There are a few concerns, though. First, as Datadog's sales grow, one might expect gross profit margins on services rendered to increase as well. The opposite is happening at the moment. Granted, there could be a number of factors reducing the margin, including the launch of new tools that thus far have few customers, the giveaway of free trial periods, and expansion to accommodate a future influx of customers. Nevertheless, it's worth keeping an eye on. Plus, peers Splunk and Alteryx, though larger companies, had gross margins of 79.4% and 89.1%, respectively, through the first half of the year.
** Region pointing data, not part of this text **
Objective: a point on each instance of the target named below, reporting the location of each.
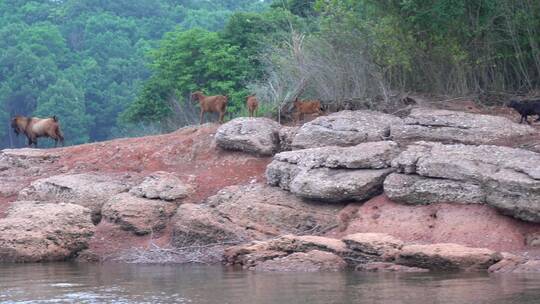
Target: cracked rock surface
(505, 178)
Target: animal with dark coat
(34, 127)
(526, 108)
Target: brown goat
(306, 107)
(252, 104)
(216, 104)
(34, 127)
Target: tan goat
(34, 127)
(306, 107)
(215, 104)
(252, 104)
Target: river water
(127, 283)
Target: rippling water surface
(121, 283)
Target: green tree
(187, 61)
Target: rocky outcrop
(140, 215)
(289, 253)
(311, 261)
(286, 137)
(365, 252)
(333, 174)
(162, 185)
(345, 128)
(473, 225)
(456, 127)
(502, 177)
(375, 244)
(447, 257)
(87, 189)
(26, 158)
(36, 232)
(251, 212)
(253, 135)
(387, 267)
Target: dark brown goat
(215, 104)
(34, 127)
(306, 107)
(252, 104)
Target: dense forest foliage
(114, 68)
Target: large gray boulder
(39, 232)
(290, 253)
(87, 189)
(334, 174)
(250, 212)
(345, 128)
(162, 185)
(505, 178)
(457, 127)
(448, 257)
(335, 185)
(252, 135)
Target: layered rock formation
(457, 127)
(252, 212)
(182, 194)
(39, 232)
(366, 252)
(345, 128)
(252, 135)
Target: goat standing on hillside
(526, 108)
(215, 104)
(306, 107)
(34, 127)
(252, 104)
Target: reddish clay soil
(471, 225)
(192, 155)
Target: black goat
(526, 108)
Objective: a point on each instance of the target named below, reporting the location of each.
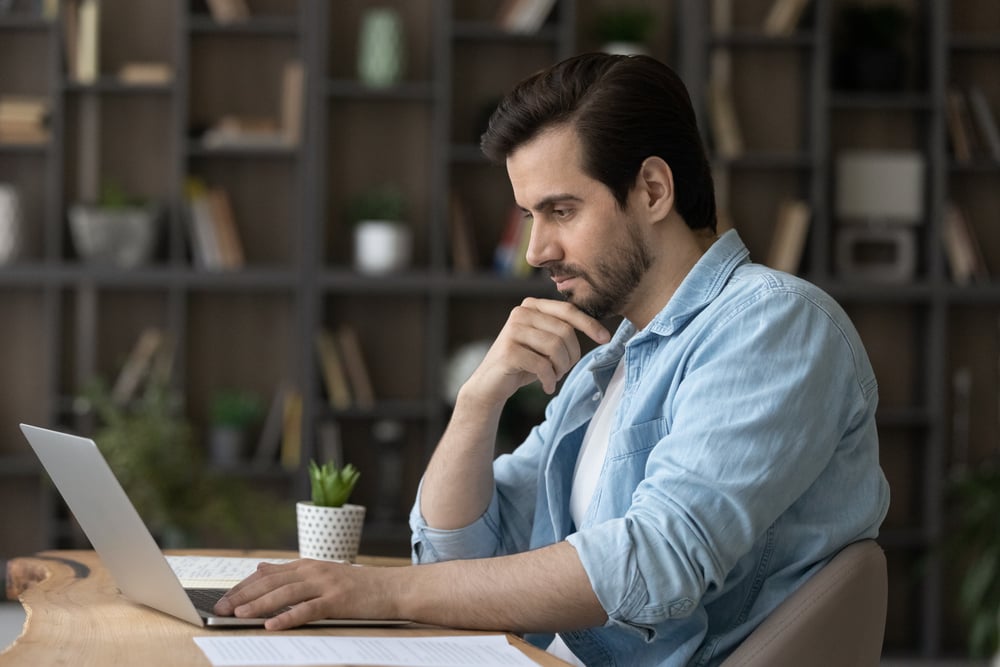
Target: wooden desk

Second, though an 80% growth rate is nothing to balk at, Datadog's momentum is slowing. That could simply be the natural order of things as growth tends to ease up as a company gets bigger. It could also be because of plentiful competition, though. There's simply no shortage of data analytics tools out there, and all of them are going gangbusters right now -- including some big heavy hitters like the aforementioned Salesforce, Alphabet, and Splunk.

Finally, there's valuation. Datadog operates at a loss at this point, partly by design as it spends to try and maximize its potential now. While this isn't an uncommon situation these days in the world of high tech, it can give some investors fits when it comes to deciding on a value to place on the company. One common metric we're left with is the price-to-sales ratio, and Datadog goes for a rich 41 times trailing-12-month revenue. Fellow fresh IPO CrowdStrike Holdings (NASDAQ:CRWD) trades for a similar amount, currently at 43 times 12-month revenue, but CrowdStrike is growing even faster than Datadog, with a 98% year-over-year increase in sales so far in 2019. "Only" growing at 80% would imply Datadog is more expensive than CrowdStrike at this particular point in time. If sales continue to decelerate, the stock could be in for a breather. 

Put simply, I'd like to see at least a couple of earnings reports and listen to management comments on the state of business before buying some shares of Datadog. However, with digital transformation sweeping across the globe and data-driven insights in high demand, it's worth keeping an eye on this hot new stock.